If you read back to some of my older blogs you would find me talking about my Grandpa's iminent death. Well it is today that I stand here today and want to shout from the roof top: GRANDPA IS BETTER!!!!!

We have been on an emotional rollar coaster for the past month and a half. Grandpa is sick...Grandpa is not getting better....Grandpa is dying...Grandpa is eating...Grandpa is no longer confused...Grandpa isn't eating anymore...Grandpa seems very weak...Grandpa is entertaining visitors... It has been a whirlwind couple of months.

I often attend to patient's who are in the last stages of life and offer words of support about God's timing but I don't think that I have ever had that truth challenged until now.

Even when Grandpa's health would take an up-hill swing I was the one being hesitant, not wanting the family to put too much hope in a recovery. I mean, all the signs were against him. He's old, he's not on what we have always believed was a life controling medication, he has had very little nutrition or excercise in a very long time.

My mom called me last week to say that Grandpa's doctor was going to make a HOUSE CALL... in case you haven't noticed, doctors don't do that anymore!
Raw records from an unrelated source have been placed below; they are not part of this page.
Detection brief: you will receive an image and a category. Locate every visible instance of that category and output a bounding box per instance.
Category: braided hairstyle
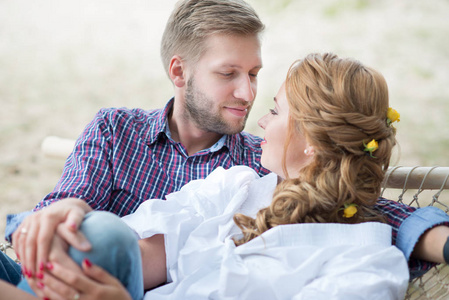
[234,53,396,245]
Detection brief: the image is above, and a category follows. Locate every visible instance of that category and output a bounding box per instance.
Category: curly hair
[234,53,396,245]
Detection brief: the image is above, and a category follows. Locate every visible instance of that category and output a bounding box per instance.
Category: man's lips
[225,106,248,117]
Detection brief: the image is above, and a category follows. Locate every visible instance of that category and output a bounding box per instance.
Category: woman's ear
[304,144,315,156]
[168,55,186,88]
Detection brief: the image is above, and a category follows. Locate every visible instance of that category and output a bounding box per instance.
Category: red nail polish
[47,262,53,270]
[84,258,92,268]
[70,222,76,230]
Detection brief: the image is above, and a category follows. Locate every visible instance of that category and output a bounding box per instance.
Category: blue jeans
[0,211,144,300]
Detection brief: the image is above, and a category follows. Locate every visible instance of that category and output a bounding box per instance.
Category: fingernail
[84,258,92,268]
[69,222,76,230]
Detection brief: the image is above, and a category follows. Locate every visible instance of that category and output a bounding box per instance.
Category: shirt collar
[148,97,175,144]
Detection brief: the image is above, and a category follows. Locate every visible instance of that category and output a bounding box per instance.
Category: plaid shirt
[21,99,449,274]
[34,99,269,216]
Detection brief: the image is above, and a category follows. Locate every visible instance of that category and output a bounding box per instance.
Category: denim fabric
[396,206,449,278]
[0,251,22,285]
[18,211,144,300]
[5,210,33,243]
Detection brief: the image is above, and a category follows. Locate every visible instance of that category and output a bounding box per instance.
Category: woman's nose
[257,115,267,129]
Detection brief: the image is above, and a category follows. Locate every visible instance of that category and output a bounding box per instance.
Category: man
[2,0,449,296]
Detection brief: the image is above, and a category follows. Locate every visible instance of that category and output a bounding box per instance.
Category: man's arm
[5,110,116,242]
[376,198,449,277]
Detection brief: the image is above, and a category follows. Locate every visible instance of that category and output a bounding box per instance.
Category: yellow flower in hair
[387,107,401,126]
[363,139,379,158]
[343,203,357,218]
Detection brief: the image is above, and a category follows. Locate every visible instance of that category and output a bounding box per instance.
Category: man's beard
[185,78,251,134]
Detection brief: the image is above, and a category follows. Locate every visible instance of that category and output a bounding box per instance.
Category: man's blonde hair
[161,0,265,74]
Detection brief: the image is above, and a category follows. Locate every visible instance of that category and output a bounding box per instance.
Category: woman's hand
[42,259,131,300]
[12,198,92,278]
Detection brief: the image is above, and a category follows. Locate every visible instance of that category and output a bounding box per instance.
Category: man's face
[185,35,262,134]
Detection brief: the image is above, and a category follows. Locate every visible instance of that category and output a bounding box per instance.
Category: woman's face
[258,83,310,178]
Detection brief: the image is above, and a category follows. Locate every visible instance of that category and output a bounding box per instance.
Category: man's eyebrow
[221,64,262,70]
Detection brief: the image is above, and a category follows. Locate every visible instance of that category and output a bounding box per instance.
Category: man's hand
[42,259,131,300]
[12,198,92,279]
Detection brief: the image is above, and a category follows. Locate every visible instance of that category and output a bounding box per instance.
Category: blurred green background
[0,0,449,240]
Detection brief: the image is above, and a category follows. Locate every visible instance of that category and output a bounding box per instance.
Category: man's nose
[234,76,256,102]
[257,115,267,129]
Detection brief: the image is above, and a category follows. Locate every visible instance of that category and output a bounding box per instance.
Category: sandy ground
[0,0,449,244]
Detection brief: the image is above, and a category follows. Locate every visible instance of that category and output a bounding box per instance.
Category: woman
[2,54,408,299]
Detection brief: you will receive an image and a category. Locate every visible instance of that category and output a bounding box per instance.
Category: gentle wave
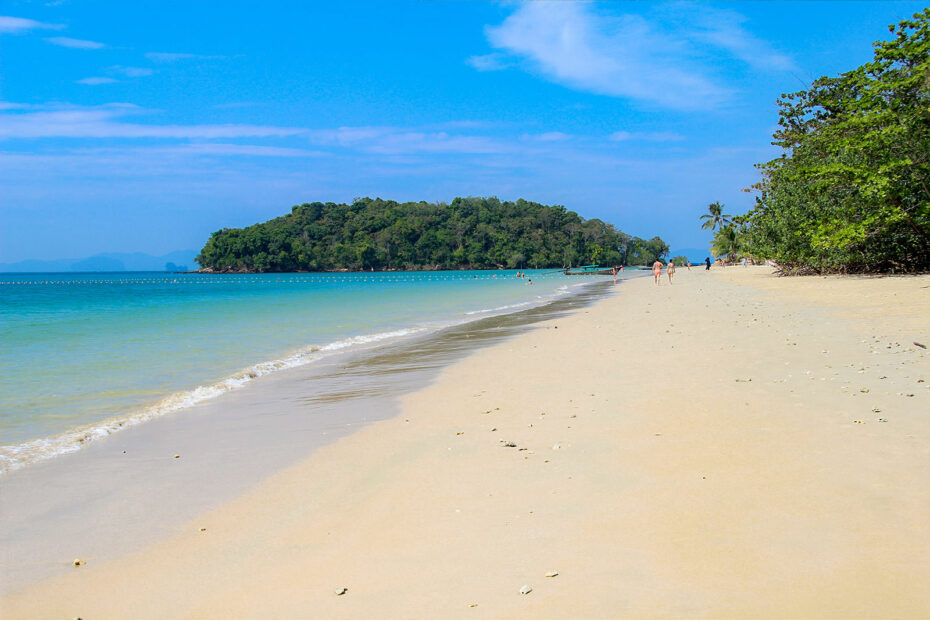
[0,327,427,475]
[0,282,608,476]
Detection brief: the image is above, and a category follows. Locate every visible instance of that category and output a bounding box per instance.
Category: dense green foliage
[736,9,930,273]
[197,198,668,271]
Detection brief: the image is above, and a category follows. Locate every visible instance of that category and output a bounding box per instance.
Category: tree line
[196,197,669,272]
[703,9,930,273]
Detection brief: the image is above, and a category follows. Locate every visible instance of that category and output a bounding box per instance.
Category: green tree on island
[732,9,930,273]
[701,201,733,230]
[196,197,668,272]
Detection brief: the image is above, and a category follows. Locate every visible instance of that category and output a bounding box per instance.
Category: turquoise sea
[0,270,605,473]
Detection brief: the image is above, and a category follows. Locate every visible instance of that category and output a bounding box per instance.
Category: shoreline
[0,267,930,618]
[0,274,616,479]
[0,283,613,594]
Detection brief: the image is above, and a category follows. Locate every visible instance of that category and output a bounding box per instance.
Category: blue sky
[0,0,923,262]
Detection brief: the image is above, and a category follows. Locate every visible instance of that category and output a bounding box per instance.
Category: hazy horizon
[0,1,923,263]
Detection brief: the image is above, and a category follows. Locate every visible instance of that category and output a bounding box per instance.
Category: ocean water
[0,271,605,473]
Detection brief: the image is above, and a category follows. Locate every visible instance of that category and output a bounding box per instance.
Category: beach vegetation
[701,201,733,230]
[740,9,930,273]
[196,197,669,272]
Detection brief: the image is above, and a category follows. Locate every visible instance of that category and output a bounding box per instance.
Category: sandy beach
[0,267,930,620]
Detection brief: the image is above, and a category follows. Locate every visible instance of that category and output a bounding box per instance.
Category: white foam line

He gave us really good news: Grandpa's infection was GONE! This is the same infection that his body was too weak to even work along with the antibiotics on just a month ago. We have since discontinued hospice and are working with home health therapy.

I got an email from Grandma last night that found me REJOICING....Grandpa is up walking, eating 3 meals a day. Seemingly back to his normal self!!!!!

Why has this great improvement occured? Because we serve an AWESOME God. I can't even put into words my joy.

Grandpa came home to die the first week of December. We knew it, he knew it. Everyone, in their own way had accepted that fact. I remember one day when Grandpa told me, "I don't understand it, I thought for sure I would have died yesterday."

The most amazing thing for me in this is that, as I wrote about in a previous blog, we were facing this expected loss with out any fear. For the believer their is no sting to death for the scripture tells us that to be absent from the body is to be present with the Lord. My Grandpa has lived, even in the face of death, with that complete assurance of his salvation.

Now what? I laugh when I think that my over planning uncle had even scheduled a tenitive date for Grandpa's memorial service! First off, WHO DOES THAT??? It made sense, Grandpa was dying, why not be prepared. Well, that date came and went over a month ago and my Grandpa is still living.

I praise the Lord that His timing is perfect. It makes me love Him more, knowing that He has the perfect time set for welcoming my Grandpa into His glorious presence and that that won't be a moment sooner than He is ready.

So yes, I'm shouting from the roof top: GRANDPA IS BETTER!!!!!!

I will cherish each new day that my Grandpa has been loaned to us. That is how I now see it, God has given him back to us.

3 comments:

justafishinabowl said...

God is good. :)

~jenna said...

I shout YEAH from my rooftop too!!!!

~jenna said...

ANDREA!!! where are you and your great posts?!!